The ball is now in the camp of Sahrawis and their Algerian ally. Long will they continue to turn a deaf ear to the diplomats who advocate realism, refusing to exert any pressure on Rabat and recall the words of Peter van Walsum, the Special Envoy of the Secretary General of the UN in the region , who said that “independent Western Sahara was not a realistic proposition”

On the ground, the viability of the autonomy solution proposed by Morocco is translated by symbolic gestures. One of these gestures is the refusal of some Sahrawi refugees, who come from the Tindouf camps to the Moroccan southern provinces in the context of the family exchange visit program organized periodically by the UNHCR, to go back to Tindouf and who willingly choose to stay in their homeland. Convinced of the Moroccan government?s sincerity to settle this artificial territorial dispute through its autonomy proposal, many Sahrawis who returned to their homeland, have seized this unique opportunity to put an end to the sufferings and hardships they endured in the camps of Tindouf in the Algerian desert.
If the Sahrawis want to take up the autonomy challenge, they must “take their future in their own hands” and seize the opportunity of the different projects initiated and the tremendous efforts made by Morocco in its southern provinces.

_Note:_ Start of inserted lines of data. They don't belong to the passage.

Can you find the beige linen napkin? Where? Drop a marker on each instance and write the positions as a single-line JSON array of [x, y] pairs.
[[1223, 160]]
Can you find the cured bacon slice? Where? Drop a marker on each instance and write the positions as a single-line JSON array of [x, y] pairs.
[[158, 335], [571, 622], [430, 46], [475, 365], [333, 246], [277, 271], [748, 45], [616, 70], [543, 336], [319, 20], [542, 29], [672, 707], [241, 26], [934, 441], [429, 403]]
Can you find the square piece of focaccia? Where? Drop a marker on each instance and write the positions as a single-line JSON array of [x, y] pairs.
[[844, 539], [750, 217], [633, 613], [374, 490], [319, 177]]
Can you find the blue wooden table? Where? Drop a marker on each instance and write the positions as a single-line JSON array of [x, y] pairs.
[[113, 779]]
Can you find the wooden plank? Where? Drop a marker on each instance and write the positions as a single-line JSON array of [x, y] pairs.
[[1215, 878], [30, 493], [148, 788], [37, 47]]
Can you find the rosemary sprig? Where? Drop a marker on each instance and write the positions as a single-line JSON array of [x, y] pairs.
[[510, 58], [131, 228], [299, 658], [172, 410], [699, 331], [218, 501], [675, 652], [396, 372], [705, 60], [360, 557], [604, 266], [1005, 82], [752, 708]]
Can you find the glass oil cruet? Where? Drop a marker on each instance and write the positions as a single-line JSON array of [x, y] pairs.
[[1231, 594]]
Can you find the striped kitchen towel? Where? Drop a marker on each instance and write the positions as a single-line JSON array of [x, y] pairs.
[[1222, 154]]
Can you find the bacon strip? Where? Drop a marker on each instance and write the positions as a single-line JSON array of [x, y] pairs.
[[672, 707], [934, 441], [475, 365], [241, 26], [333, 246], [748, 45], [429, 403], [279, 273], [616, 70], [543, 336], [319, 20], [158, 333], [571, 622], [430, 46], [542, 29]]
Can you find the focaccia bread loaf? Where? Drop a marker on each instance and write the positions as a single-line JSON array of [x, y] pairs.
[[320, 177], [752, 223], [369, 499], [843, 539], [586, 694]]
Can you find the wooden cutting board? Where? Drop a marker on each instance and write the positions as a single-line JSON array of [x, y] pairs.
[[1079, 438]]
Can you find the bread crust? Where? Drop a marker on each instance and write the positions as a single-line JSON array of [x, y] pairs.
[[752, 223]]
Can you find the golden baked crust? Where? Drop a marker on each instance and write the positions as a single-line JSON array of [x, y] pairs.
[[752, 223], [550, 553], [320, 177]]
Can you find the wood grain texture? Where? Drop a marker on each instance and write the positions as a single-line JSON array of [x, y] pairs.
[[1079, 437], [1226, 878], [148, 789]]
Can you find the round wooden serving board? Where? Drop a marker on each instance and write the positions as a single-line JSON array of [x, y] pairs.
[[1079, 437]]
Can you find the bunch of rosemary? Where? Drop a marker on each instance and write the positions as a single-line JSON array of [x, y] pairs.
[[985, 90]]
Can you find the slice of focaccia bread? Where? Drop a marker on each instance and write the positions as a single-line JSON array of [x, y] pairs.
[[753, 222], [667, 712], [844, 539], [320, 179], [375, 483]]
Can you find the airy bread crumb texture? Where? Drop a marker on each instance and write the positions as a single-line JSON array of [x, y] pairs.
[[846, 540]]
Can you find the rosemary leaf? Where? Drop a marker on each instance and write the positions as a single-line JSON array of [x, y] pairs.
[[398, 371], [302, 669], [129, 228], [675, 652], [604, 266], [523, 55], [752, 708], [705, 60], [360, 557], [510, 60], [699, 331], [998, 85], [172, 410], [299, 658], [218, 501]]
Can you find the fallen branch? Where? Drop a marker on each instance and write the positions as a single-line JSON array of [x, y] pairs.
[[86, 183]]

In his address to the nation on the occasion of the 40th anniversary of the glorious Green March King Mohammed VI made a blunt, clear statement to the other conflicting party : “…we proposed the Autonomy Initiative for the Southern Provinces, which was judged by the international community to be both serious and credible. As I pointed out last year in my address commemorating the anniversary of the Green March, the Initiative is the most Morocco can offer. Its implementation will hinge on achieving a final political settlement within the framework of the United Nations Organization.”

Said Temsamani

Said Temsamani is a Moroccan political observer and consultant, who follows events in his country and across North Africa. He is a member of Washington Press Club.